Something strange is happening to the climate – the climate of opinion. On the one hand, scientists are forecasting terrible changes to the planet, and to us. On the other, most of us don’t seem that bothered, even though the government keeps telling us we ought to be. Even climate scientists and environmental campaigners find it hard to stop themselves taking holidays in long haul destinations.

BBC Radio 4 Feb 10th at 21:00 (recording available on the link below)

http://www.bbc.co.uk/programmes/b00y92mn

So why the gap between what the science says, and what we feel and do? In this programme Jolyon Jenkins investigates the psychology of climate change. Have environmentalists and the government been putting out messages that are actually counterproductive? Might trying to scare people into action actually be causing them to consume more? Are images of polar bears actually damaging to the environmentalists’ case because they alienate people who don’t think of themselves as environmentalists – and make climate change seem like a problem that’s a long way off and doesn’t have much relevance to normal life? Does the message that there are “simple and painless” steps we can take to reduce our carbon footprint (like unplugging your phone charger) unintentionally cause people to think that the problem can’t be that serious if the answers are so trivial?

Jolyon talks to people who are trying to move beyond the counterproductive messages. On the one hand there are projects like Natural Change, run by WWF Scotland, which try to reconnect people with nature using the therapeutic techniques of “ecopsychology” – intense workshops that take place in the wilderness of the west of Scotland, and which seem to convert the uncommitted into serious greens.

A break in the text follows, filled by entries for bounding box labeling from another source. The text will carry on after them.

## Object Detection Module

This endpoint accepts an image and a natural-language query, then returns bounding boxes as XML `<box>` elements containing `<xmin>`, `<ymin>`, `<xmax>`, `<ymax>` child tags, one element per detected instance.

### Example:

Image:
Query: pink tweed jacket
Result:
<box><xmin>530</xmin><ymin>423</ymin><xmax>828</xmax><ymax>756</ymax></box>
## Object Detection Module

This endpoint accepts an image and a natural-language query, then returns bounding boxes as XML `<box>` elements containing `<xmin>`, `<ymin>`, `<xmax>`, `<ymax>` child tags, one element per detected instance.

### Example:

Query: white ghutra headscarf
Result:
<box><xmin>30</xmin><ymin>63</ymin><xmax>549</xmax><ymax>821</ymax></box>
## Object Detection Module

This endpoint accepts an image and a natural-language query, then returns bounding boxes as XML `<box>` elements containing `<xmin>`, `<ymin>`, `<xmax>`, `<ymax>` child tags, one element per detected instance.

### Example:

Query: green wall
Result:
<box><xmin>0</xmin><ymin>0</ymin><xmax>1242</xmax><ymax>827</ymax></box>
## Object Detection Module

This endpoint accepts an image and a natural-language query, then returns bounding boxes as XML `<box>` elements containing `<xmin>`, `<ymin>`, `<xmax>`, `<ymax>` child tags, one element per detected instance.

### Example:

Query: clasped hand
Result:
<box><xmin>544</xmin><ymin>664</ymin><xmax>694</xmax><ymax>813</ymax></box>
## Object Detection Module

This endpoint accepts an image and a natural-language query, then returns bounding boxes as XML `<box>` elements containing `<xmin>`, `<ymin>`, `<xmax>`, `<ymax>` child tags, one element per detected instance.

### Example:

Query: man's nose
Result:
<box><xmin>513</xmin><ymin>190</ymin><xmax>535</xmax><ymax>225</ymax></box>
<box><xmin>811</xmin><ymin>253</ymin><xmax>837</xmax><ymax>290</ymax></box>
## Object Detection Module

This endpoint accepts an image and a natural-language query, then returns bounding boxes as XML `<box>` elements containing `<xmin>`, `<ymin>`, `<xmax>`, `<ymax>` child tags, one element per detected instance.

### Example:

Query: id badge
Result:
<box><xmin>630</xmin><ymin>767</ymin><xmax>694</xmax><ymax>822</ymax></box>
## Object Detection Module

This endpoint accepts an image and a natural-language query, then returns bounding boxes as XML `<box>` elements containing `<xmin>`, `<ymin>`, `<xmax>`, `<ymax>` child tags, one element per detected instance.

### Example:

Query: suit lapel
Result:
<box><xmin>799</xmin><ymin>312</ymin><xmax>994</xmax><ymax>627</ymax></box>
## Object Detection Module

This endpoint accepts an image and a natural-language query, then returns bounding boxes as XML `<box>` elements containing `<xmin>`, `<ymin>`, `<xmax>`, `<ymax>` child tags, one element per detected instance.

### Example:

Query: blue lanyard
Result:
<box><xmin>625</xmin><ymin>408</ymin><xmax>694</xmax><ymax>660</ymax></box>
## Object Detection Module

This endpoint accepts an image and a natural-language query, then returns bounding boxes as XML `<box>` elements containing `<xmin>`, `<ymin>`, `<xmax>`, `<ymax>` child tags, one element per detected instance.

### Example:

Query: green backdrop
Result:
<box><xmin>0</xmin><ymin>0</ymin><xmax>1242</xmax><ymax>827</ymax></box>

On the other, there are schemes that try to take the issue out of the green ghetto and engage normal people with climate change. Jolyon visits a project in Stirling which has set itself the ambitious challenge of talking face to face with 35,000 people, through existing social groups like rugby clubs, knitting circles and art groups. It wants to sign up these groups to carbon cutting plans, and make carbon reduction a social norm rather than something that only eco-warriors bother with.

And he attends a “swishing party” in London, which tries to replicate the buzz women get from clothes shopping, but in a carbon neutral way. Can the green movement find substitutes for consumerism that are as fun and status-rich, that will deliver carbon reduction but without making people feel they have signed up to a life of grim austerity? And even if the British and Europeans shift their attitudes, can the Americans ever be reconciled to the climate change message? Producer Jolyon Jenkins.